The US Department of Energy (DoE) has closed a $362m loan to CelLink to support the construction of a domestic production facility that will manufacture components critical for electric vehicle (EV) assembly.

Located in Georgetown, Texas, the plant will produce advanced flexible circuit wiring harnesses, designed to be lighter and more efficient. The harnesses comprise wire sets and associated equipment, facilitating the transmission of information and electricity within vehicles.

Upon reaching full operational capacity, the facility is estimated to generate sufficient quantity of wiring harnesses to sustain the production of around 2.7 million EVs annually.

Besides, the EV supply chain components production plant is expected to create 165 construction jobs and over 1,200 permanent employment opportunities.

Furthermore, the new Texas facility, once completed, is projected to have the potential to operate up to 25 manufacturing lines.

US Secretary of Energy Jennifer Granholm said: “EV sales have quadrupled since President Biden took office, reaching historic levels just last year and projected to hit new records for 2024, underscoring why it’s essential for the United States to harness manufacturing of all the key EV components.

“America will take the lead on building the guts of the vehicle of the future, advancing new technology to improve EV efficiency and build up the next generation auto workforce—all thanks to the President’s Investing in America agenda.”
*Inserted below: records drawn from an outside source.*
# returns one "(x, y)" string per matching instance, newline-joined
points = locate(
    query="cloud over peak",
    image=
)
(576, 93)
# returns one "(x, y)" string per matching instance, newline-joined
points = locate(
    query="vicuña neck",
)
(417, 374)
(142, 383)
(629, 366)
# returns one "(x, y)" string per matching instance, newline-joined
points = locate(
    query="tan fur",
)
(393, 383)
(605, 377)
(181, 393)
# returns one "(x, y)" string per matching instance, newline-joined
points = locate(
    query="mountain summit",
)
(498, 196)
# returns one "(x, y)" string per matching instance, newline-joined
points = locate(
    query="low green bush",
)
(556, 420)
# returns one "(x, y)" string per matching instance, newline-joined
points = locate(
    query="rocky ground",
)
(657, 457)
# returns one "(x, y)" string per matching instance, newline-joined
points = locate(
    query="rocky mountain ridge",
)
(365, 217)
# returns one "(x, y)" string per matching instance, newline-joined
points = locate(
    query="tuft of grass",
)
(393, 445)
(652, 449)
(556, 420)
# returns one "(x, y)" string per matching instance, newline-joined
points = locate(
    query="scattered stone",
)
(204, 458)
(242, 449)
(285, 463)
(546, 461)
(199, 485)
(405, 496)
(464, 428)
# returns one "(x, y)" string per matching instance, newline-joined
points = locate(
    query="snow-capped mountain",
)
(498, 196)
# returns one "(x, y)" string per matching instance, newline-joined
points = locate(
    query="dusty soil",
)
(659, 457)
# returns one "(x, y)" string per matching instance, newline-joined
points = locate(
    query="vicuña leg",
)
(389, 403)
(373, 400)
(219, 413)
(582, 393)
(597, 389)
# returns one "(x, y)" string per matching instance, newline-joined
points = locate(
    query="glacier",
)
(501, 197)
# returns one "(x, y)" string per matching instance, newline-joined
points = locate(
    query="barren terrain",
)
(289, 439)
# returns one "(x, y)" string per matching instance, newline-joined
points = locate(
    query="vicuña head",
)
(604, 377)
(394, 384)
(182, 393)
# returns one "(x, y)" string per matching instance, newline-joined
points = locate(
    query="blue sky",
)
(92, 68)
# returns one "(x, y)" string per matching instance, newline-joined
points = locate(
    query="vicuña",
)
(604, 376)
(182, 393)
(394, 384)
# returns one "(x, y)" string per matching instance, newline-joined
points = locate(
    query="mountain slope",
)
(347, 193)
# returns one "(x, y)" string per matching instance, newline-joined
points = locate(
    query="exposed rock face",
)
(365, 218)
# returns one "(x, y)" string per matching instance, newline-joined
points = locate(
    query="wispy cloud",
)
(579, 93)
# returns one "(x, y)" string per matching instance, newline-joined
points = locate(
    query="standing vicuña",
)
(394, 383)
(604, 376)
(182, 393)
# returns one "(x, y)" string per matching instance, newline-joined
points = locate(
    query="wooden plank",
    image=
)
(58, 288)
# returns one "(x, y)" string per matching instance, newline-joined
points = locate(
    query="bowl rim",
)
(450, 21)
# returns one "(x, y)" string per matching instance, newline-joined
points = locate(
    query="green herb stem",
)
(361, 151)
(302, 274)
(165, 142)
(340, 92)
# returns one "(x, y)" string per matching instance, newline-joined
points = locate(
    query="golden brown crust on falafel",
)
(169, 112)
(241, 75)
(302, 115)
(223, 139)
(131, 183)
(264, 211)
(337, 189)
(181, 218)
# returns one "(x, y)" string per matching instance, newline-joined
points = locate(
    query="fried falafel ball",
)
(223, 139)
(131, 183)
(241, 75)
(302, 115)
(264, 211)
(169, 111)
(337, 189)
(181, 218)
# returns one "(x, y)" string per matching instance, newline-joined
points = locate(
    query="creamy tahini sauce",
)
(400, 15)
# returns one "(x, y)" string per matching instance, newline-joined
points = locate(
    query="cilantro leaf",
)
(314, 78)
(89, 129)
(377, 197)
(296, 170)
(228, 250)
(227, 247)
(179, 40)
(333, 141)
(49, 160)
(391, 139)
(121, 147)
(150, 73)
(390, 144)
Dubbed flex harnesses, CelLink’s domestically produced circuit wiring harnesses are lighter, smaller, and quicker to produce. These are said to be less expensive than conventional wiring harnesses.

According to the US DoE, the flat design of CelLink’s flex harnesses will help in the reduction of vehicle weight.

It will also offer better heat dissipation for enhanced propulsion system efficiency and lower the costs related to vehicle manufacturing.

Earlier this year, the Biden-Harris Administration earmarked $46.5m to enhance EV charging infrastructure across 16 states and Washington, D.C.